Annulment: In Maryland there are two types of annulment. In the first type the marriage is declared void ab initio, or from its inception, as though it had never existed. You do not legally have to go to court to have the marriage declared void ab initio, although it’s a good idea to do so. In the case of an annulment, a marriage must be “totally void” in order for it to be considered annulled.
There are two characteristics of a “totally void” marriage:
- the marriage has some defect rendering it susceptible to collateral attack (some evidence that shows the marriage never happened or should have never happened) even after the death of one or both spouses; and
- no direct step or proceeding to annul is necessary (although the latter may be desirable).
One such defect is if your spouse was formally married to someone else and still has not divorced that person. Your marriage to this spouse is considered totally void.
Another defective marriage is one done between “blood” relatives. There is also a provision that a minor of 16 and 17 years of age or younger than 16 could not marry unless the statutory provision of the Family Law code §2301 is met.
The second type of annulment is called voidable. A voidable marriage can only be annulled by going to court and having it declared void. Annulment is available in Maryland, and in some cases it can be obtained under the name of a divorce. Along with obtaining an annulment for bigamy and for lack of consensual age, a marriage may be declared void if the parties did not really intend to marry or if they are incapacitated, as in insanity, intoxication, fraud, and duress. Although annulments may be granted, the preference of the court is not to annul, but for the parties to divorce. Also, any marriage that is expressly prohibited by statute is void by annulment.

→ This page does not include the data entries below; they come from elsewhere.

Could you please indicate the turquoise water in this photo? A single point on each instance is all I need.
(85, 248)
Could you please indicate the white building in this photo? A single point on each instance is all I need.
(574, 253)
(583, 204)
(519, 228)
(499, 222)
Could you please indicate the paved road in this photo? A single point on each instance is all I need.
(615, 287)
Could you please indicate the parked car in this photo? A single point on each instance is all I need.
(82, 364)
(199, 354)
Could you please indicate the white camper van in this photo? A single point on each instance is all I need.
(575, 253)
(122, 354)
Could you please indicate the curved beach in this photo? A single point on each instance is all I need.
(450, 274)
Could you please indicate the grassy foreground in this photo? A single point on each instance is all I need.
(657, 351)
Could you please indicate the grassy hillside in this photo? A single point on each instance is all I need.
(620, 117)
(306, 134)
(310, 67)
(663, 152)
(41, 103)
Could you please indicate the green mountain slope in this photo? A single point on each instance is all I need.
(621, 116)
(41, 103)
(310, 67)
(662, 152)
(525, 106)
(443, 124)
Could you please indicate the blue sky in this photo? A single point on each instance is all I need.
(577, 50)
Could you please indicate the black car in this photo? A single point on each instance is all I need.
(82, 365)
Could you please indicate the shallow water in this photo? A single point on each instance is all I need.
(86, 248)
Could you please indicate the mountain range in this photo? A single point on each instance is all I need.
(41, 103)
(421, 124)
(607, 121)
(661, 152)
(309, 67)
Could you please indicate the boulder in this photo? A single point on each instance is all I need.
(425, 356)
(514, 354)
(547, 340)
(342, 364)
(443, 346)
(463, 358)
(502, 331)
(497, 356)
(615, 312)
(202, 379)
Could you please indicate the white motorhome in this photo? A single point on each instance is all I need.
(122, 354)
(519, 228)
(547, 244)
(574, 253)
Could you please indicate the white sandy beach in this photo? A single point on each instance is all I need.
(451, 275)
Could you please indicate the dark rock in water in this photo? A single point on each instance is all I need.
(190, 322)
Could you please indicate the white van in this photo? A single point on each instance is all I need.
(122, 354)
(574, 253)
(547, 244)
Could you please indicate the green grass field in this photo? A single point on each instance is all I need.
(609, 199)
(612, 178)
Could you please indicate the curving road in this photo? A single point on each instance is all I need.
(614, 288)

For mutual consent divorce, there is no waiting period (if you meet the requirements outlined above).
So long as you meet the residency requirements (also discussed above) to file for divorce in Maryland, under the six-month separation ground, you and your spouse must have lived separate and apart, without interruption, for six months prior to the filing of divorce. Separate and apart doesn’t necessarily mean you have to live in separate residences so long as you are both living and pursuing separate lives, even under the same roof.
If filing under the grounds of irreconcilable differences (or mutual consent), there is no waiting period for absolute divorce (though there are certain requirements for both of these grounds).
The State of Maryland has a “no fault” divorce known as voluntary separation. It usually means that you and your spouse have separated after mutually and voluntarily agreeing that you no longer wish to live together as husband and wife and that there is no hope for a reconciliation. Your spouse cannot threaten or blackmail you into leaving; you separate because you both want to. To get a divorce on this ground you have to be separated, pursuing separate lives, even if still living under the same roof, for at least six months prior to the filing of the divorce. Remember though, if this is not a mutual and voluntary situation you will have to use another ground to get a divorce.